Absolutely not. Commencing any financial activity before receiving the Certificate of Registration (CoR) is a serious violation of Section 45-IA of the RBI Act. Doing so can lead to a permanent ban on the promoters from entering the financial sector and heavy monetary penalties.

2. What is the “Type I” vs. “Type II” distinction in the 2026 framework?

Type I: NBFCs that do not accept public funds and have no customer interface (e.g., a group investment holding company).

Type II: NBFCs that either use public funds (like bank loans/CPs) or interact with customers (lending to the public).

As of 2026, Type I NBFCs with assets below ₹1,000 Crore may enjoy registration exemptions, but most commercial lenders fall under Type II and require a full license.

3. Is there a “lock-in period” for the promoters’ equity after getting the license?

Yes. RBI generally expects the initial promoters to remain in control for at least three years post-registration. Any major change in shareholding (26% or more) or management (30% or more) during this period requires prior written approval from the RBI.

4. Can an Indian NBFC be 100% foreign-owned in 2026?

Yes, under the current Automatic Route, 100% Foreign Direct Investment (FDI) is permitted in “Other Financial Services” (including NBFCs), provided the entity is regulated by a financial regulator like the RBI. Note that foreign-owned NBFCs may face stricter “fit and proper” scrutiny for their global directors.

5. What is the “Principal Business Test” (50-50 Test) and how is it calculated?

To remain an NBFC, you must ensure:

  • Financial Assets are > 50% of your total assets.
  • Income from Financial Assets is > 50% of your gross income.
  • If you fail this test for two consecutive years, you are legally required to surrender your NBFC license.

6. Does the ₹10 Crore NOF need to be in cash, or can it be invested?

At the time of application, the NOF must be in the form of unencumbered Fixed Deposits (FDs) in a bank to prove liquidity. Once the license is granted, you can “break” the FD and deploy that capital into your lending or investment business.

7. Can an NBFC switch from a Base Layer (BL) to a Middle Layer (ML) automatically?

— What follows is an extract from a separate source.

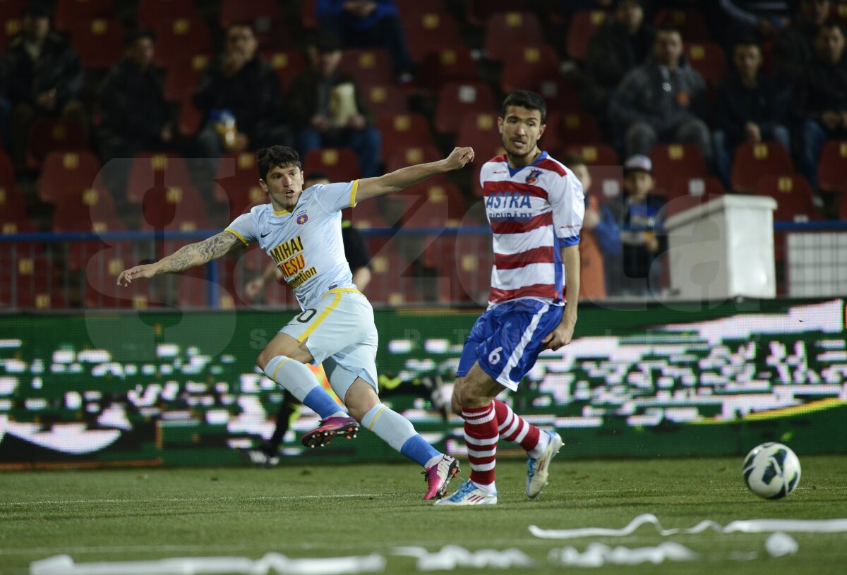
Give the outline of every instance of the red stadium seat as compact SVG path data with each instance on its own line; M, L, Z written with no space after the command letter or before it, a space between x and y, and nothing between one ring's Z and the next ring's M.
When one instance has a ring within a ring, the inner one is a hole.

Yes. Under the Scale-Based Regulation (SBR), if your asset size crosses the ₹1,000 Crore threshold, you are automatically moved to the Middle Layer. This triggers stricter compliance, such as mandatory Internal Audit and more frequent RBI reporting.

8. Is “Credit Guarantee” (DICGC) available to NBFC depositors?

No. Unlike banks, where deposits up to ₹5 lakh are insured by the DICGC, NBFC deposits (if the NBFC is deposit-taking) carry no such guarantee. This is why RBI is extremely restrictive in granting “Deposit-taking” status to new NBFCs.

9. Can I buy an “Existing” NBFC license instead of applying for a new one?

Yes, this is known as an NBFC Takeover. It is often faster than a fresh application but requires “Prior Approval” from the RBI. The buyer must undergo the same “Fit & Proper” test as a new applicant, and a 30-day public notice must be issued in newspapers before the transfer.

10. What happens if my application is rejected? Is there a cooling-off period?

If the RBI rejects your application, you generally cannot reapply for a period of one year from the date of rejection. It is vital to ensure your 5-year business plan and “source of funds” documentation are flawless in the first attempt.